Non si intravede una fine imminente delle turbolenze legate ai tassi di cambio. La flessione dell’euro non si fonda solo sul differenziale dei tassi, che si è notevolmente ampliato in particolare rispetto agli Stati Uniti, e probabilmente si amplierà ulteriormente. Mentre la banca centrale statunitense (Fed) continua a combattere energicamente l’inflazione aumentando i tassi, la BCE dovrebbe seguire solo un corso timido di inasprimento dei tassi: il trilemma tra la lotta all’inflazione, il non arrestarsi del motore della congiuntura e la prevenzione di forti fattori di disturbo per l’Unione monetaria nel suo complesso riduce sempre più il margine di manovra della BCE in termini di politica monetaria.

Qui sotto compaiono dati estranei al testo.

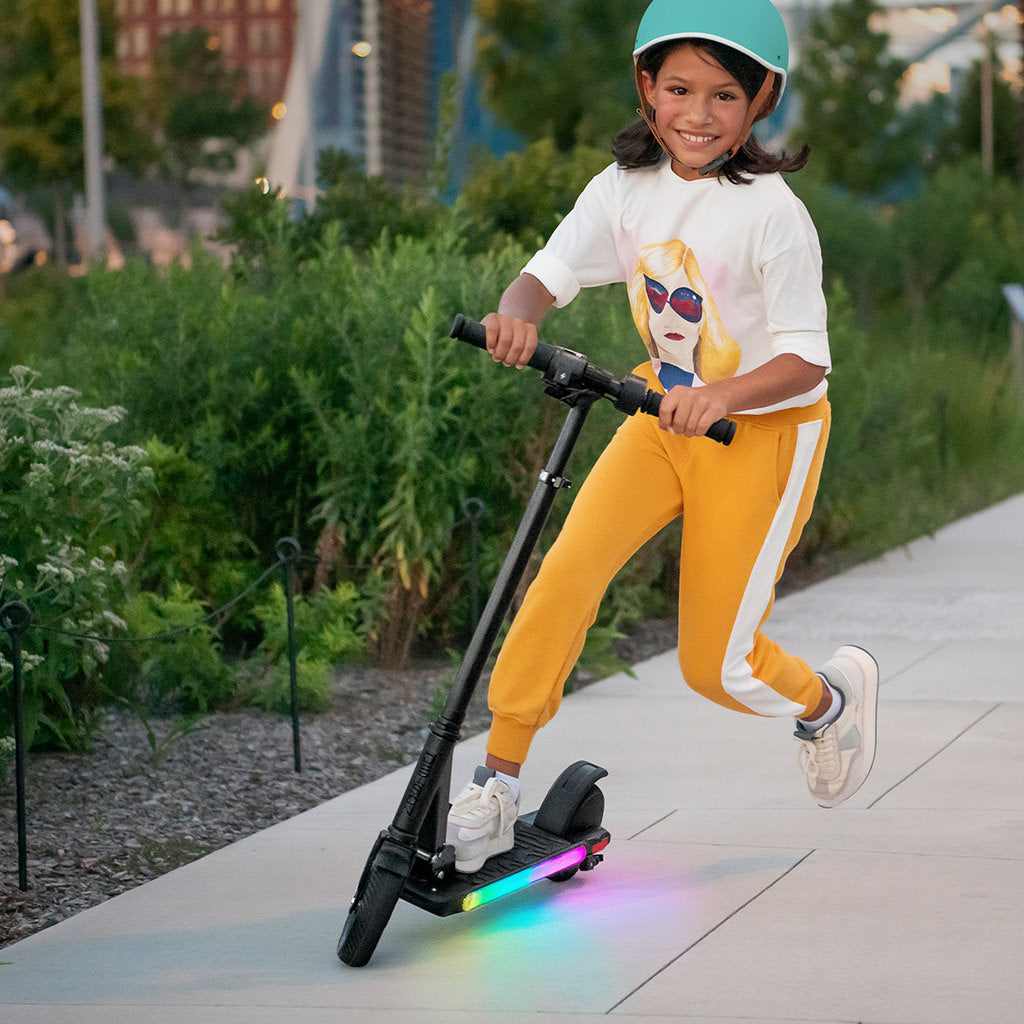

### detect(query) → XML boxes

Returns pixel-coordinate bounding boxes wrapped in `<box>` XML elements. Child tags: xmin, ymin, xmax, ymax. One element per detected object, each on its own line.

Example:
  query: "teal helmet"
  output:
<box><xmin>633</xmin><ymin>0</ymin><xmax>790</xmax><ymax>101</ymax></box>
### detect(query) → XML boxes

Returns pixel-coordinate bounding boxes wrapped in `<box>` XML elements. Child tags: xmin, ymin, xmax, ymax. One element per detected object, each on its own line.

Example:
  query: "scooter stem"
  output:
<box><xmin>388</xmin><ymin>391</ymin><xmax>601</xmax><ymax>849</ymax></box>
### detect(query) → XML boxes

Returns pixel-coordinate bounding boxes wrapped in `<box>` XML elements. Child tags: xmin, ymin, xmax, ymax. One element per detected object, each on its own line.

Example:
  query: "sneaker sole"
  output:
<box><xmin>455</xmin><ymin>828</ymin><xmax>515</xmax><ymax>874</ymax></box>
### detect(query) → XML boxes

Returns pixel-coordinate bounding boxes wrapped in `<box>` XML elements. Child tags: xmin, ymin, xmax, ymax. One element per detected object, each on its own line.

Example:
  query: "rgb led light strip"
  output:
<box><xmin>462</xmin><ymin>846</ymin><xmax>587</xmax><ymax>910</ymax></box>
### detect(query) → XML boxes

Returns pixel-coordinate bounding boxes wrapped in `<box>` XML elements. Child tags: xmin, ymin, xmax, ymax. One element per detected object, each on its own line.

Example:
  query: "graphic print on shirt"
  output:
<box><xmin>629</xmin><ymin>239</ymin><xmax>740</xmax><ymax>391</ymax></box>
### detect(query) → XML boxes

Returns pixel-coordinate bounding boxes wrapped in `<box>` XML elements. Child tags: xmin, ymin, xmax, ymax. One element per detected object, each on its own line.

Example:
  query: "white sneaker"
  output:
<box><xmin>446</xmin><ymin>776</ymin><xmax>519</xmax><ymax>873</ymax></box>
<box><xmin>794</xmin><ymin>646</ymin><xmax>879</xmax><ymax>807</ymax></box>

Preoccupazioni congiunturali e difficoltà politiche pesano
In particolare, le preoccupazioni congiunturali e le differenze strutturali e politiche tra i Paesi del nord e del sud dell’euro, in particolare l’Italia, pesano pesantemente sulla moneta unica. Infatti, l’elevato livello dei prezzi, il possibile innesco di una spirale salari-prezzi e l’incertezza circa un approvvigionamento energetico sufficiente offuscano sempre di più le prospettive congiunturali. Allo stesso modo, la situazione politica in Italia, la terza economia dell’eurozona, sta minacciando di nuovo le fondamenta dell’Unione monetaria. La probabile eventualità di un governo nazionale di destra (elezioni del 25 settembre) che stenta ad affrontare le urgenti riforme del Paese fortemente indebitato e cronicamente debole in termini di crescita sta già sortendo i suoi effetti sui mercati dei capitali: il premio di rischio sui titoli di Stato italiani decennali è già aumentato di circa 150 punti base dalla fine del primo trimestre. E questo nonostante nel frattempo la BCE sostenga energicamente il Tesoro italiano mediante acquisti flessibili di obbligazioni e con il «TPI» abbia presentato un programma di acquisto di obbligazioni quasi su misura per l’Italia.
Nell’area dell’euro, per varie ragioni, c’è qualcosa di fondamentale che non funziona. La questione non si risolverà presto, l’euro rimarrà sotto pressione. Per la Svizzera ciò significa tre cose. In primo luogo, si mantiene solida la barriera monetaria che limita le importazioni inflazionistiche dall’eurozona. In secondo luogo, i beni d’importazione pagati in euro rimangono relativamente convenienti. In terzo luogo, le esportazioni devono continuare a fare i conti con un franco forte. Questo effetto negativo è tuttavia notevolmente relativizzato dall’elevato rincaro sui mercati di sbocco europei. Non per ultimo, anche per questo motivo, rispetto al 2015, si registrano poche lamentele da parte dei settori dipendenti dalle esportazioni. Per dirla tutta, il nostro principale partner commerciale ha sicuramente dei problemi strutturali, ma finora l’economia svizzera è riuscito ad aggirarli.